Many Rogers-Eubanks residents remain forced to drink well water, which is vulnerable to toxic contamination. They remain without fire hydrants that would serve to protect life and property while praying they might somehow be spared should a fire occur. They live without bus service, but watch with incredulousness as out-of-service buses pass through their neighborhoods on a daily basis. They still await the park they were promised 25 years ago when the first municipal landfill was scheduled to close.”
See Barry Katz Letter.
See Nancy Parks letter.
SeeNeloa Jones letter.
If you have sent in a letter in support of CEER that hasn't been published, then please let Hot Orange know. The history of the Chapel Hill News is to publish letters selectively.
January 2008
The 16 January BOCC work session (Commissioner Mike Nelson absent) started with a surprise. The commissioners received official notice from the EPA on the US Department of Justice complaint of environmental injustice (a complaint based on the board’s actions in selecting a new trash transfer station site) resulting in a closed session to start the meeting.
Back into an open session, it became clear confirmed to observers the Eubanks site wasn't off the table. However, Commissioner Valerie Foushee confirmed with the consulting engineers that the exclusionary criteria were not complete yet.

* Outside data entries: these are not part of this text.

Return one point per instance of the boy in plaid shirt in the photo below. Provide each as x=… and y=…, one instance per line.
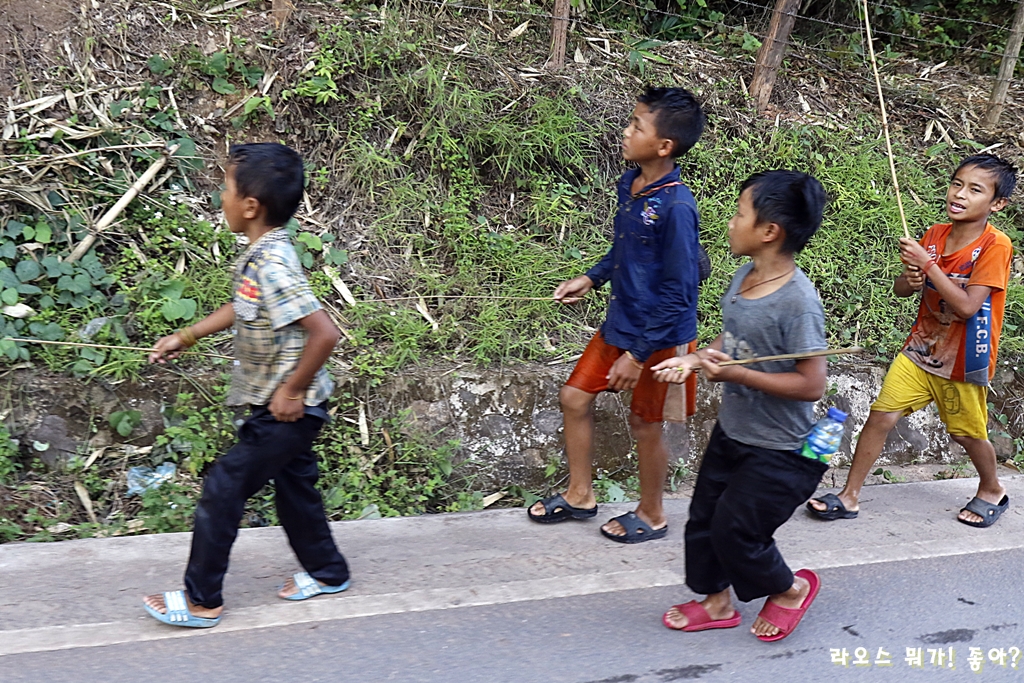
x=283, y=339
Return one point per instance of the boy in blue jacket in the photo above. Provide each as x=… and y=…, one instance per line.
x=653, y=269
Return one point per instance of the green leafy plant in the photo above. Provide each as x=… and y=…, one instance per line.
x=125, y=422
x=8, y=458
x=196, y=434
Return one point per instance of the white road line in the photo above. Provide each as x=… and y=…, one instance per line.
x=355, y=606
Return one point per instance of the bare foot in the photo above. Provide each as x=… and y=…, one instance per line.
x=849, y=502
x=157, y=602
x=584, y=503
x=719, y=606
x=792, y=599
x=993, y=497
x=614, y=528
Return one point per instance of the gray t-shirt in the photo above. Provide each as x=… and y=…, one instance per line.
x=787, y=321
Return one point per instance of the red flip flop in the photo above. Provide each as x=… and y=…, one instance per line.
x=783, y=619
x=697, y=619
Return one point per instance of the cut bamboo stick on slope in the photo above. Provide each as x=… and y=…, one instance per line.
x=142, y=349
x=794, y=356
x=116, y=210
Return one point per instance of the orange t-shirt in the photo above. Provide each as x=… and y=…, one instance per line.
x=941, y=342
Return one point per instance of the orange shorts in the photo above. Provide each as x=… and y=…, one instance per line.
x=591, y=375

Criteria selection appears to be the determining factor in the site selection decision. Once the criteria are selected, the consulting engineers want to rank site priority “by the numbers”. Thus, if removal of the Eubanks Road site is not part of the exclusionary criteria, the Commissioners can select Eubanks Road under the rubris of “just following the advice of our consultants”.
The next meeting is tentatively scheduled for 29 January at the Southern Human Services Center, starting at 6 pm. The stated goal is to finalize and approve the site process.
See N&O related story
January 2008
Orange County Commissioners had a work session tonight on siting a solid waste trash transfer station (7:30PM, Link center in Hillsborough). Comfortably ensconced in their homes miles away from the carrion sights and gagging smells of the current county landfill (adjacent to the Eubanks/Rogers Road community), the commissioners haven't removed that community from the search despite repeated calls for doing so, as was done by the city of Greensboro.